The Longoria Affair: A Soldier’s Burial That Became a Symbol of Mexican-American Rights

The Longoria Affair: A Soldier’s Burial That Became a Symbol of Mexican-American Rights

Credit: Lorin Granger/HLS Staff Photographer

“The whites wouldn’t like it,” was the response the director of a funeral home gave Private Felix Z. Longoria’s widow after the soldier died serving the U.S. while fighting against the Japanese during World War II. 

Longoria was a native of Three Rivers, Texas, and his remains were returned from the island of Luzon in the Philippines in 1948, around four years after he was killed on a volunteer mission during the last days of the war.

His body was sent to the small Texas city for burial at the Three Rivers Cemetery, where Beatriz, Longoria’s wife, was denied the use of the funeral chapel and was told that her husband’s body would be laid to rest in the “Mexican section” of the cemetery, which was separated by a barbed wire.
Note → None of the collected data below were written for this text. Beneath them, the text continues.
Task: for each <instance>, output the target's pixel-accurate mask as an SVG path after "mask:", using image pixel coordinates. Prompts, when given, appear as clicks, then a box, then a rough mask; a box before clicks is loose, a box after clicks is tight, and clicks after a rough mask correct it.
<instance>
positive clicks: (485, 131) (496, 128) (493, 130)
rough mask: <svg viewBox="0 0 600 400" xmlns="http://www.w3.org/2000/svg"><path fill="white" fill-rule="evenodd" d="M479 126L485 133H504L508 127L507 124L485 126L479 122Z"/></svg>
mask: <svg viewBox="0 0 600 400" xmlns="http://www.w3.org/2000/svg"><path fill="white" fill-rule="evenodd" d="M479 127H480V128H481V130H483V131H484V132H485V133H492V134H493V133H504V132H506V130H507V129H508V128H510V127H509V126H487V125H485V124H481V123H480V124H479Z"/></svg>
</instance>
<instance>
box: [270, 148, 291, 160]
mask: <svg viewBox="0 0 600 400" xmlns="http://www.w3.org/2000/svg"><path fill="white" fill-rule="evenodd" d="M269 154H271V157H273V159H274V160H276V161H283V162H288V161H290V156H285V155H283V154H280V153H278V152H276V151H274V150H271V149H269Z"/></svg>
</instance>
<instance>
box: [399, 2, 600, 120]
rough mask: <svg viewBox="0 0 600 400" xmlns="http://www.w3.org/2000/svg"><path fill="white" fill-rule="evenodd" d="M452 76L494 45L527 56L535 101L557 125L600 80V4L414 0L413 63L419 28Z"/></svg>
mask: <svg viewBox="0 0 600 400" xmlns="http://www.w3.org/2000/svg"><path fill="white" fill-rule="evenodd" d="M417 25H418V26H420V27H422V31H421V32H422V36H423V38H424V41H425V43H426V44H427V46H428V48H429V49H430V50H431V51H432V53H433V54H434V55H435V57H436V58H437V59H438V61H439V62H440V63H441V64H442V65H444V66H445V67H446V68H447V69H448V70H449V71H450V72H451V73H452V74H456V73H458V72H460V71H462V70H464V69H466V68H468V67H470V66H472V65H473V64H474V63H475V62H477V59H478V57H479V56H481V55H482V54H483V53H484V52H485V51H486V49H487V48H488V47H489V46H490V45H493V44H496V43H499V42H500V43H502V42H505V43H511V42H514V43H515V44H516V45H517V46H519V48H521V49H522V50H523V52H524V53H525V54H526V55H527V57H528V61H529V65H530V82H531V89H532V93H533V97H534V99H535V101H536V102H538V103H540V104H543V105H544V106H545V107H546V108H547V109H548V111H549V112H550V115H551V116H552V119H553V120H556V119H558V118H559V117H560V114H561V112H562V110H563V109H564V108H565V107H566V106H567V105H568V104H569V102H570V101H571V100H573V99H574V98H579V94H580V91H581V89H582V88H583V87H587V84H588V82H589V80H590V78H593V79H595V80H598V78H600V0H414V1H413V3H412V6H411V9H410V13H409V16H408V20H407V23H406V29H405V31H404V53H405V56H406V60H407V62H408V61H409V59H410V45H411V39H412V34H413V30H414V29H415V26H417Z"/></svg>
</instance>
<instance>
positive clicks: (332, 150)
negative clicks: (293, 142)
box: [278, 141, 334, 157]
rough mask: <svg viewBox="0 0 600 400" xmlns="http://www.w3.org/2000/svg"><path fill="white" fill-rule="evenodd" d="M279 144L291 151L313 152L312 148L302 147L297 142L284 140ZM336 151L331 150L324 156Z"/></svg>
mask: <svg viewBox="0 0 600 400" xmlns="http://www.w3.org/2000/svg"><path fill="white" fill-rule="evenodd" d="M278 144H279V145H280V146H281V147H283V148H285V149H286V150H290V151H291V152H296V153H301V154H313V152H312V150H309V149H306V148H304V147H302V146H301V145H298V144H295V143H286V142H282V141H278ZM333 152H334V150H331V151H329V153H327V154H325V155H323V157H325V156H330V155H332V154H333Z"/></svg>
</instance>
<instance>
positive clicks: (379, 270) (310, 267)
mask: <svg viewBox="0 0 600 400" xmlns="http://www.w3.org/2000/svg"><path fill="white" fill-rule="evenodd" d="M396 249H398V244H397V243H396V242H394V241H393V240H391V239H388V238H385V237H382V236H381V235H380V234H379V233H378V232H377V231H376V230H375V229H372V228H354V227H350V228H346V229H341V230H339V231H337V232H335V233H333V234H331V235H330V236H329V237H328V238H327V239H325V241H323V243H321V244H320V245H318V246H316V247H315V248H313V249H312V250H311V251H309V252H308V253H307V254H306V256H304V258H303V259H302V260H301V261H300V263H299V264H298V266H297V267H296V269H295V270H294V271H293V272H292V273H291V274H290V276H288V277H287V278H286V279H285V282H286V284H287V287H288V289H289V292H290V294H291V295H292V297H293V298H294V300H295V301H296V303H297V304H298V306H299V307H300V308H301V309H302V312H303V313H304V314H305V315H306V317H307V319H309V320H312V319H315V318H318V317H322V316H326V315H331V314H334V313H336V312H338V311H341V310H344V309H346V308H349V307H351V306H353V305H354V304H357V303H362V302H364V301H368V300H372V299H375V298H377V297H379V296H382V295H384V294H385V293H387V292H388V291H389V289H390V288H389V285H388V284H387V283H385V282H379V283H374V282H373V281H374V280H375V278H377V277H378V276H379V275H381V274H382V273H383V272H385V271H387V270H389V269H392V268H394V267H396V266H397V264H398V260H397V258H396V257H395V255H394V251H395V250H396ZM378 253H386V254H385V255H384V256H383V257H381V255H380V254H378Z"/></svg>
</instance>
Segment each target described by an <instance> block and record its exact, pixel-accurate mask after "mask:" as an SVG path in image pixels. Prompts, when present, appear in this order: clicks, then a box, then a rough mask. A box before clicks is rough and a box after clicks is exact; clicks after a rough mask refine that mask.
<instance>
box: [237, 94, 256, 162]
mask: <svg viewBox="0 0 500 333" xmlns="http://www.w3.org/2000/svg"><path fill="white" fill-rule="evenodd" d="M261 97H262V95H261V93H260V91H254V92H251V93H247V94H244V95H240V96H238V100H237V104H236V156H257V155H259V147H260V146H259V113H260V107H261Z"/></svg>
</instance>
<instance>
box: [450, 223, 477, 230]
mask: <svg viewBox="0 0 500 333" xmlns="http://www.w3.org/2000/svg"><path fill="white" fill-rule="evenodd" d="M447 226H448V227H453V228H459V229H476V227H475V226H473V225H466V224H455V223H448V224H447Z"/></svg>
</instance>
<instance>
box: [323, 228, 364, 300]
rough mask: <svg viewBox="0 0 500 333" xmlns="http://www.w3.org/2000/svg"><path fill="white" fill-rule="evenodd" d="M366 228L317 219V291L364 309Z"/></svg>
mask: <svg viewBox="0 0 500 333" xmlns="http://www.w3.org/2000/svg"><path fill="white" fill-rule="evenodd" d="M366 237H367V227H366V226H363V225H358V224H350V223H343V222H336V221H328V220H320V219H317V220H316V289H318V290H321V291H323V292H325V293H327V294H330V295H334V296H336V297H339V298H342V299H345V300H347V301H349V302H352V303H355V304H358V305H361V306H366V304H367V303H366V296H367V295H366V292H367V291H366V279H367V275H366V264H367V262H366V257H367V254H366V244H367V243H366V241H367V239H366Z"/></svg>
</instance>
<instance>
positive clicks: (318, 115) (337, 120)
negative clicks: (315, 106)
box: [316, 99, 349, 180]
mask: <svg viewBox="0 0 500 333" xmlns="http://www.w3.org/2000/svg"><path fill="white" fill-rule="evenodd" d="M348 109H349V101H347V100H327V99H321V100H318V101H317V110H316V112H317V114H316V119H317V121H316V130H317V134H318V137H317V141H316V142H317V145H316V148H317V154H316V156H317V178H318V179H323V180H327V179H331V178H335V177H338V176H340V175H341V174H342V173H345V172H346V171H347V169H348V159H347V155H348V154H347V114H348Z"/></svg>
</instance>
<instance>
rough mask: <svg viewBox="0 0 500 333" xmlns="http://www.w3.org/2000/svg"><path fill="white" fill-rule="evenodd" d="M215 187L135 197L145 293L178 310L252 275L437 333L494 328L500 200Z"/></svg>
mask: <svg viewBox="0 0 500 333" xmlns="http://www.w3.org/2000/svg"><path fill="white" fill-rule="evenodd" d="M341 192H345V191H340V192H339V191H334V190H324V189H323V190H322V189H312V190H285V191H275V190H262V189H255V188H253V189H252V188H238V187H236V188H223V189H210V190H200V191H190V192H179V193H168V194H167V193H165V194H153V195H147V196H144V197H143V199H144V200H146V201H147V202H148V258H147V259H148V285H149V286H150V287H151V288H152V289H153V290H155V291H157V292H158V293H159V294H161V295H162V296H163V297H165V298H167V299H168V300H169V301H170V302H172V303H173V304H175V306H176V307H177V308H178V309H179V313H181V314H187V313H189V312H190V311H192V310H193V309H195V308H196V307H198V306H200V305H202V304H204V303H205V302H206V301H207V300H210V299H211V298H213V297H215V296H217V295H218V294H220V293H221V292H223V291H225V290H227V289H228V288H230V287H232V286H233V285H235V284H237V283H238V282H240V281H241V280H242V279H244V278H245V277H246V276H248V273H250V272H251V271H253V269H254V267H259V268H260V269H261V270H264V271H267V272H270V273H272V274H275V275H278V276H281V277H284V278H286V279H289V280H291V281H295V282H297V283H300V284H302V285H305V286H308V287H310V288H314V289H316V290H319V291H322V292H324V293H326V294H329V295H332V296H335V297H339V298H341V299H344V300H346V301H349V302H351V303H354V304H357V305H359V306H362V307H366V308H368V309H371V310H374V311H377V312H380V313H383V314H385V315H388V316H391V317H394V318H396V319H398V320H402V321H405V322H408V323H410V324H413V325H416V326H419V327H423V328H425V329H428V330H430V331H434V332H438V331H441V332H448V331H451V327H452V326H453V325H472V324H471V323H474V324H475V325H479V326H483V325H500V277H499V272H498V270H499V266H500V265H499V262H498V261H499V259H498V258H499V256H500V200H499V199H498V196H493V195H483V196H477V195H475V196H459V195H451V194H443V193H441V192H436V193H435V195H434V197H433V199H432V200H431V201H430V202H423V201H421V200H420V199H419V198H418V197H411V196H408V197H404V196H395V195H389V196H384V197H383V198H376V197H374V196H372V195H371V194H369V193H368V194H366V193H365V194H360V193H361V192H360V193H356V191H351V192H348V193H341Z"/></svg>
The Longorias were, of course, a Mexican-American family.

In a short matter of time, the case became known as the Longoria Affair.

The Longoria family spoke to Dr. Hector García, an activist and founder of the American G.I. Forum, on January 10, 1949, who also called the funeral home director just to be turned down.

After the denial of the soldier’s proper burial, García sent several telegrams of a protest meeting and letters to Texas representatives, where Senator Lyndon B. Johnson offered to arrange Longoria’s burial at Arlington National Cemetery. The ceremony took place on February 16, 1949.

Following the funeral — and García’s and Johnson’s alliance — the activist actions became a force for the Mexican-American community. The G.I. Forum also gained credibility and was established as a state organization capable of mobilizing crowds. 

Read more: Guy Gabaldon, The Chicano Hero Who Defied All Odds

What’s going on with ‘The Longoria Affair’ today?

The Longoria Affair certainly became a catalyst for other civil rights issues in the following years, giving Latinos the power to unite and become a force for the first time. 

Today, activist Santiago Hernández is making efforts to name the Three Rivers post office after Longoria. However, this issue has been stalled in Congress.